Businesses across an array of industries returned from the Labor Day holiday determined to get some big deals done. Several companies said they had completed acquisitions Tuesday, while others announced they are pursuing deals. Here is a roundup:
• Danaher, an industrial and medical device company based in Washington, D.C., is buying molecular diagnostics company Cepheid of Sunnyvale, Calif., in a deal valued at about $4 billion. The boards of both companies approved the deal, which is expected to close in the fourth quarter. It still needs approval from Cepheid shareholders.

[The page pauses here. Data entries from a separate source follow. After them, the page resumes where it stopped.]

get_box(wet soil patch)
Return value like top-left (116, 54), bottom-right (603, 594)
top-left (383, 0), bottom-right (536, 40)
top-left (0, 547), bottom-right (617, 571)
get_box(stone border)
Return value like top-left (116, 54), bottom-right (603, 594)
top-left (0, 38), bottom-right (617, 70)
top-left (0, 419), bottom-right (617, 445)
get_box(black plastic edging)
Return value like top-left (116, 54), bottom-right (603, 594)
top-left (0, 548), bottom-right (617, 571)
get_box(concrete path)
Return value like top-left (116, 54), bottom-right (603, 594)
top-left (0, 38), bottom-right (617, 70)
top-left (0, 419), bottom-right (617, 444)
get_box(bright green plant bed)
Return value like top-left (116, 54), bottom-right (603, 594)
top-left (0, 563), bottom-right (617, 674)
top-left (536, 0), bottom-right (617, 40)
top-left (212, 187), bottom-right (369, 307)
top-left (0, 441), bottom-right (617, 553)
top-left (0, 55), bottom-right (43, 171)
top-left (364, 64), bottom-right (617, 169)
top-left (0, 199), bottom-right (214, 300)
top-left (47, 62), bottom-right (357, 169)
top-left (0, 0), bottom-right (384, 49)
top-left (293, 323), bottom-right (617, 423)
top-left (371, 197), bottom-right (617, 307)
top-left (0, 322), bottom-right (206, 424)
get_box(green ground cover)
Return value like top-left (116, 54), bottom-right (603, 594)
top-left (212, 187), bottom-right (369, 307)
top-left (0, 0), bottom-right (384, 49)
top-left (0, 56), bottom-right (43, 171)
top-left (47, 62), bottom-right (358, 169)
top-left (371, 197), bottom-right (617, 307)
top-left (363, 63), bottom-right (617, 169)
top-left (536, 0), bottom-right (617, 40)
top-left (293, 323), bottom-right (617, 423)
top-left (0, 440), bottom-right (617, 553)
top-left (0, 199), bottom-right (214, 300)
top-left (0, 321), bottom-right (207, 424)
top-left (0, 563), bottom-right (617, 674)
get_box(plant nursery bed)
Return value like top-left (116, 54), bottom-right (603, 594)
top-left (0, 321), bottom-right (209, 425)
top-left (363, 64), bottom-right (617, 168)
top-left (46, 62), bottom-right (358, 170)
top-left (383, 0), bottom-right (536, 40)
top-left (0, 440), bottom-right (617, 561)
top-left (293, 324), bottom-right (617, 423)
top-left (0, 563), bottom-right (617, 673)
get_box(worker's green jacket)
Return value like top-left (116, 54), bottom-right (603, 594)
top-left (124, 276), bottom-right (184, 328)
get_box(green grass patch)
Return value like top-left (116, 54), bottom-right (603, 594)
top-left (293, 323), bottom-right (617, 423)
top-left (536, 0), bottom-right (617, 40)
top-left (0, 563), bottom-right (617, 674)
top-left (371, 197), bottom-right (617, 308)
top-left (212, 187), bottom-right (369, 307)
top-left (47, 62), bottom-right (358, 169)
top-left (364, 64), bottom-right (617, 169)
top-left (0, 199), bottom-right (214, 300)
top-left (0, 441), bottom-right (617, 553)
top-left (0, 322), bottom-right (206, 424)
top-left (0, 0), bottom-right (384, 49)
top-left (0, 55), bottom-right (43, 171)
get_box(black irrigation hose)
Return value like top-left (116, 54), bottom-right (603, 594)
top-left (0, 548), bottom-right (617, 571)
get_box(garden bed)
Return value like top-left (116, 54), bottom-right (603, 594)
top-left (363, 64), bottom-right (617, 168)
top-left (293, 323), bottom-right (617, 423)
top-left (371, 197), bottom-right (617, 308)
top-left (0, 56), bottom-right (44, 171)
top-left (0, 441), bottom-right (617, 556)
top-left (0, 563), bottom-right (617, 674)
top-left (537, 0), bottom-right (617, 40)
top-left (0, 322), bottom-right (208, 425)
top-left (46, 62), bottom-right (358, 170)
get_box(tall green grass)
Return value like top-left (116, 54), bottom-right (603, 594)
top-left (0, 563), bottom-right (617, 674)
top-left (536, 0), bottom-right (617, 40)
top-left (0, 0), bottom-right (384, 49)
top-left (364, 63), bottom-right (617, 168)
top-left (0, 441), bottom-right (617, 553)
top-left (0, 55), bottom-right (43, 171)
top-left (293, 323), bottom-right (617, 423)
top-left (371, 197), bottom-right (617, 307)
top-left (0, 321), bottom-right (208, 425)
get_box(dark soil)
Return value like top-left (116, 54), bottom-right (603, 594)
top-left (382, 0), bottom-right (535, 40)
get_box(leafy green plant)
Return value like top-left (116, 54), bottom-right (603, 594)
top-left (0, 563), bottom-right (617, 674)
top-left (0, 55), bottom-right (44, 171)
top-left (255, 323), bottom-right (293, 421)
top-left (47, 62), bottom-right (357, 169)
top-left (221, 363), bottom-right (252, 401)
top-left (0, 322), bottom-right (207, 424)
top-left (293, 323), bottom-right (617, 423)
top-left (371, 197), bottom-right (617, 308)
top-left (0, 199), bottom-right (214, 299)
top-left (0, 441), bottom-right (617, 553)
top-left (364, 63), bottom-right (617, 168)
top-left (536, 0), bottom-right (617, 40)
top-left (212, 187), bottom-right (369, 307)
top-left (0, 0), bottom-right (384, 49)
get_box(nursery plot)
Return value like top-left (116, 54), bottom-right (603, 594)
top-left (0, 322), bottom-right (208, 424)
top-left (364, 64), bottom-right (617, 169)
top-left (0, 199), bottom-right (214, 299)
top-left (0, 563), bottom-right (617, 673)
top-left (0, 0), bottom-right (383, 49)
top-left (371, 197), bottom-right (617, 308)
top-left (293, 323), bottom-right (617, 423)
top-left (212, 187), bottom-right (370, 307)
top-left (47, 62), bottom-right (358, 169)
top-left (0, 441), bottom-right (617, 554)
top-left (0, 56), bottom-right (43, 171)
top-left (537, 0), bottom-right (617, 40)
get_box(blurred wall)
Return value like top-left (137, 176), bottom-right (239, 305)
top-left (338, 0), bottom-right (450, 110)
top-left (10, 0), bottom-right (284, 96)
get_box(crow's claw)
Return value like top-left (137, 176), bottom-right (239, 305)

• Houston-based EOG Resources, one of the largest U.S. oil producers, is purchasing Yates Petroleum, a privately held New Mexico company, and some of its subsidiaries in a $2.5 billion deal that will expand its footprint in major energy-producing basins in the West. "This really isn't about getting bigger. It's about getting better. Yates improves the quality and depth of our acreage in some of the most important resource plays in the United States," EOG chairman and chief executive Bill Thomas said during a conference call Tuesday morning.
• Canada's Enbridge is buying Houston-based Spectra Energy for about $28 billion, creating North America's largest energy infrastructure company. Both companies operate pipelines that deliver oil and natural gas. The combined company will be called Enbridge and keep its current headquarters in Calgary, Alberta.
• Germany-based Fresenius, one of Europe's largest health care providers, said it had agreed to acquire IDC Salud Holding, Spain's largest private hospital operator. The deal would expand the operations of Fresenius' Helios unit, which is already Germany's largest hospital operator, by adding IDC Salud Holding, known as Quirónsalud, for $6.5 billion.
• Volkswagen Truck & Bus, an arm of the German automaker Volkswagen, is buying a 16.6 percent stake in Navistar International, an American commercial truckmaker, giving it greater access to the North American commercial vehicle market. The deal is valued at $256 million.
In the works
• German pharmaceutical giant Bayer AG sweetened its bid for Monsanto, saying that its latest offer, now worth almost $56 billion, reflects "constructive negotiations" in its quest to build a global chemical and seed company. Bayer said it is offering $127.50 per Monsanto share, up from $125 in July, a bid that the St. Louis seed company had called inadequate.
• General Electric said it has offered to buy two European suppliers of additive manufacturing equipment — Arcam of Sweden and SLM Solutions Group of Germany — for a combined $1.4 billion as it looks to push further into 3-D printing.